GoogleCloudPlatform / training-data-analyst

Labs and demos for courses for GCP Training (http://cloud.google.com/training).

Geek Repo:Geek Repo

Github PK Tool:Github PK Tool

Cloud Composer DAG File move for failed Dataflow job does not happen

Srabasti opened this issue · comments

The Composer DAG (simple_load_dag.py) that has a Dataflow job that ingests data from GCS bucket and moves to different subfolder in case of failure or success accordingly, is not working as expected.

My observation is that the move to failed folder does not happen when the Dataflow job fails. When the dataflow job runs successfully, the file gets moved to correct folder, as expected.
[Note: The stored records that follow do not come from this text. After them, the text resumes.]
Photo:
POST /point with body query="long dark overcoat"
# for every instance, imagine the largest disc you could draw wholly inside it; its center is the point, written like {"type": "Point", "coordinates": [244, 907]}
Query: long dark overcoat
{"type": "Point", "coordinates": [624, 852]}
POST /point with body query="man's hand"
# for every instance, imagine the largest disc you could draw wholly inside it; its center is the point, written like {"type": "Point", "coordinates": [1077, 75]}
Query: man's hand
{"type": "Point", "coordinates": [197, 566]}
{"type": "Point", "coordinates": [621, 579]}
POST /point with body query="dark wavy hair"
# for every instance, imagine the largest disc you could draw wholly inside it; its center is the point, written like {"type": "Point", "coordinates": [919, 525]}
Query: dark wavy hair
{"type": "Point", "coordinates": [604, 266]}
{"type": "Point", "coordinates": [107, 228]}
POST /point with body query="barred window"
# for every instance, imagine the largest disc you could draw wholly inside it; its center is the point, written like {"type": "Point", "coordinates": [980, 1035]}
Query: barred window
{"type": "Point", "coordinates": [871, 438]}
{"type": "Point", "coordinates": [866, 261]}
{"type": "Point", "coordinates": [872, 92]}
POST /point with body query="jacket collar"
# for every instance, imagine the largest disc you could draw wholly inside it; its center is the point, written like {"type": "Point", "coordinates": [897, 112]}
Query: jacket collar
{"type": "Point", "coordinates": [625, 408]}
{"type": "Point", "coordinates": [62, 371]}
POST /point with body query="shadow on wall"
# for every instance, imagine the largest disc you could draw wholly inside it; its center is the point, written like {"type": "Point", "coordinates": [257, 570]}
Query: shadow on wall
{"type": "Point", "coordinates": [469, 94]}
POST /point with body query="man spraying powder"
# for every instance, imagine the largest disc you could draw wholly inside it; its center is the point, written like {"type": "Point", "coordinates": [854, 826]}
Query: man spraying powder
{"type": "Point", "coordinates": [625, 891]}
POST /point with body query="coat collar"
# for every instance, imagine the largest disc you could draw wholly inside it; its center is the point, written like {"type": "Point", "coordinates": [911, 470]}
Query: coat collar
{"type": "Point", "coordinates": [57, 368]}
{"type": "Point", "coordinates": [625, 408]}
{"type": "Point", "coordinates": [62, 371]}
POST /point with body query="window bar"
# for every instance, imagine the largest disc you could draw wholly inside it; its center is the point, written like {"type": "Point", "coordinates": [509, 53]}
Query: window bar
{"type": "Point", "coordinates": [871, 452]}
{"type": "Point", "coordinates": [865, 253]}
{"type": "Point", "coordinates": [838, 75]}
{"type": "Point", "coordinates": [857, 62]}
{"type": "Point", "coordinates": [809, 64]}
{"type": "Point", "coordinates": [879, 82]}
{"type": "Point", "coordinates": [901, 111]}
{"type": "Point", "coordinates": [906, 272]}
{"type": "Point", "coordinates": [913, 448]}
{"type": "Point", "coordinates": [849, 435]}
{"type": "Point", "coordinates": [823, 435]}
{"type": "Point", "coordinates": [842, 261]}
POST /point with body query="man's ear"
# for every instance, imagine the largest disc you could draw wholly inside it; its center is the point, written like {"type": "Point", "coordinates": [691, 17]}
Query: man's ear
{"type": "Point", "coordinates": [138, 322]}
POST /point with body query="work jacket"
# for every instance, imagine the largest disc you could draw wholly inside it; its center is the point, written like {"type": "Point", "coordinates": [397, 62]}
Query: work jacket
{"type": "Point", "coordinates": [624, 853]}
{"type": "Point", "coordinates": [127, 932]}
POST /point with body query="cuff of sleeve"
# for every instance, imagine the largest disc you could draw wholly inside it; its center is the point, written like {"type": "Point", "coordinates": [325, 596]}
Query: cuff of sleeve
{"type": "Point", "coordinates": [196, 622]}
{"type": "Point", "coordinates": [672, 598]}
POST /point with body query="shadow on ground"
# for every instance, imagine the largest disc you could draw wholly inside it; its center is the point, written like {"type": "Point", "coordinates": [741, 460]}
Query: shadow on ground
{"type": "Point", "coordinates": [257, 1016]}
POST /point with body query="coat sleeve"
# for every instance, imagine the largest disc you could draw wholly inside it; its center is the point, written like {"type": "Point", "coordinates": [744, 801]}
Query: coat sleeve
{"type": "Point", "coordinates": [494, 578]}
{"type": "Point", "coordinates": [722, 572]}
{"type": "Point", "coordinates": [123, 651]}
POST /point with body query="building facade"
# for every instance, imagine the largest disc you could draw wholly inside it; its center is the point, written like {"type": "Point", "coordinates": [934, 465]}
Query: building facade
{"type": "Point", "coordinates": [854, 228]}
I replicated the issue and after checking the error and the code, it seems that the issue is with the setting of the source_object variable, if you check the code it is like this:

source_object = models.Variable.get('gcp_input_location')+'/usa_names.csv'

And this is causing the error, because the input location is being set twice, because the input location is already set in the source_bucket variable, and both variables are used in the copy command:

conn.copy(source_bucket, source_object, target_bucket, target_object)

Therefore I got the task to work by removing the input location, like this:

source_object = 'usa_names.csv' 

With this, I am now getting the task failure-move-to-completion to succeed.

Thanks for your help in replicating AND resolving this error @ingdanielmichel
I hardcoded the variables and was able to get the success scenario to work, however not the failure scenario.
Appreciate if the Documentation can be upgraded for the fix, so that it helps the community.
Please let me know if I can contribute for this in any way for the patch!